About the Program

With the increasing availability of data, companies, governments, and other institutions are striving to convert information into actionable information and insight. In the past, students trained in singular disciplines such as computer science, operations research, or statistics had the skill set needed to analyze the required data. But the 'volume', 'velocity', and 'variety' of today's data and future data streams poses unique challenges and also creates unique opportunities. 

Present data sets requires more programming, mathematics/statistics, modeling skills, and domain knowledge than a traditional undergraduate curriculum offers. In fact, one of the obstacles that must be removed before government, business and social sectors are prepared to use large datasets to enhance their decision-making, is the acquisition of a trained workforce that can leverage it. It has been suggested that the US alone is facing a shortage of 140,000 to 190,000 workers with the analytical and managerial skills necessary to meet the rising challenge that increased data presents.

Decision makers require data and evidence before resources are committed. In the current environment, commitments are not made unless evidence supports that the opportunities are both cost effective and yield positive net benefits. Healthcare practitioners seek evidence-based medicine; social scientists engage in impact assessments; business analysts practice decision science and engineers and computer scientists desire facility with big data sets using a variety of statistical techniques. 

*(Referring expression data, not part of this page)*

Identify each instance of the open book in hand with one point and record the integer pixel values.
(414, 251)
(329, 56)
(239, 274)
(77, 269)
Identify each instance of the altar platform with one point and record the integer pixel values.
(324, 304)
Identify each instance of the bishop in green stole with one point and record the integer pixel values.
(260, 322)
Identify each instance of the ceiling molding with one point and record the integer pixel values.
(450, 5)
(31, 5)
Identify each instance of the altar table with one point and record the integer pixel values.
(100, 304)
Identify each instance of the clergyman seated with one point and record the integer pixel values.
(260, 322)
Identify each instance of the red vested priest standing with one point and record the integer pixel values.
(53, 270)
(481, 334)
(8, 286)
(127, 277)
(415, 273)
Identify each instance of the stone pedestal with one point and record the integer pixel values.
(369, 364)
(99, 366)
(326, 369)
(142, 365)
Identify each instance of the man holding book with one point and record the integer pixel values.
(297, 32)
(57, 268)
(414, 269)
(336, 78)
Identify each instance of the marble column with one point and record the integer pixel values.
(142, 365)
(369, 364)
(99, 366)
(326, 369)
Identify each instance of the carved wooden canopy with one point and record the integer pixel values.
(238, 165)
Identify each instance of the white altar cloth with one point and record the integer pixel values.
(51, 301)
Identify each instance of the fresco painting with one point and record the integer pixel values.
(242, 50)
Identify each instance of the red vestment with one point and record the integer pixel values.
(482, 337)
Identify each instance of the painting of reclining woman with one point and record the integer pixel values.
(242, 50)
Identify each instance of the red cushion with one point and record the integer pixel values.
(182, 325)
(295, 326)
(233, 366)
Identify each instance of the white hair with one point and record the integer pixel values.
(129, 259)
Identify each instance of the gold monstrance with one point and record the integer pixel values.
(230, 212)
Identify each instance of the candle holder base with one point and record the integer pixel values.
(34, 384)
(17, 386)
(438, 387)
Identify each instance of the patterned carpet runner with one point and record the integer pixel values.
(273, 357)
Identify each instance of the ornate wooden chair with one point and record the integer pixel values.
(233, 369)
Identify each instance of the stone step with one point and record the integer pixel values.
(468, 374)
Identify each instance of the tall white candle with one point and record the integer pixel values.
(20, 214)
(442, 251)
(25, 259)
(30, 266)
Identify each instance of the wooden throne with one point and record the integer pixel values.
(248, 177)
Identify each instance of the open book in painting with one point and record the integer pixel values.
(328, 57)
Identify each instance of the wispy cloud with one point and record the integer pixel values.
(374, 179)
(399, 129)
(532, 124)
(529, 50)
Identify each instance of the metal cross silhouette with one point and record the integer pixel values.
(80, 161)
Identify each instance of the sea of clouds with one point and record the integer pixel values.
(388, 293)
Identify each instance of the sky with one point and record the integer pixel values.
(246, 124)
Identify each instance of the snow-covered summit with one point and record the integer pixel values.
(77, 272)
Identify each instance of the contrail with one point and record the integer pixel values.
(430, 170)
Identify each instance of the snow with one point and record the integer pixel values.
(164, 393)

Our program requires technical courses from each college on our campus and is highly multidisciplinary. Taking a multidisciplinary approach, the curriculum is designed to leverage existing courses on campus and combine these with foundational courses in data science. This creates synergy among academic units on campus, provides flexibility in scheduling, and allows for timely completion of the program. Students with varied backgrounds can take different courses to suit their needs, based on interest and guided by faculty advisors. 

Curriculum Requirements

Students complete a minimum of 120 credits and receive a Bachelor of Science (B.S.) degree in Data Science. Requirements are available to download (PDF). 

Please note that beginning in Fall 2015, all freshmen must follow the Dearborn Discovery Core (DDC) requirements. 

Program Educational Objectives

Upon completion of the coursework, students in the data science core will have the ability to:

  1. Access, assess and manipulate data sets in order to extract meaningful information using statistical methods and mathematical models (Practical)
  2. Use the information gathered to build models capable of prediction and/or assessment (Practical)
  3. Communicate results and solutions in simple terms (Communications)
  4. Develop a clear understanding of ethical standards (Theoretical)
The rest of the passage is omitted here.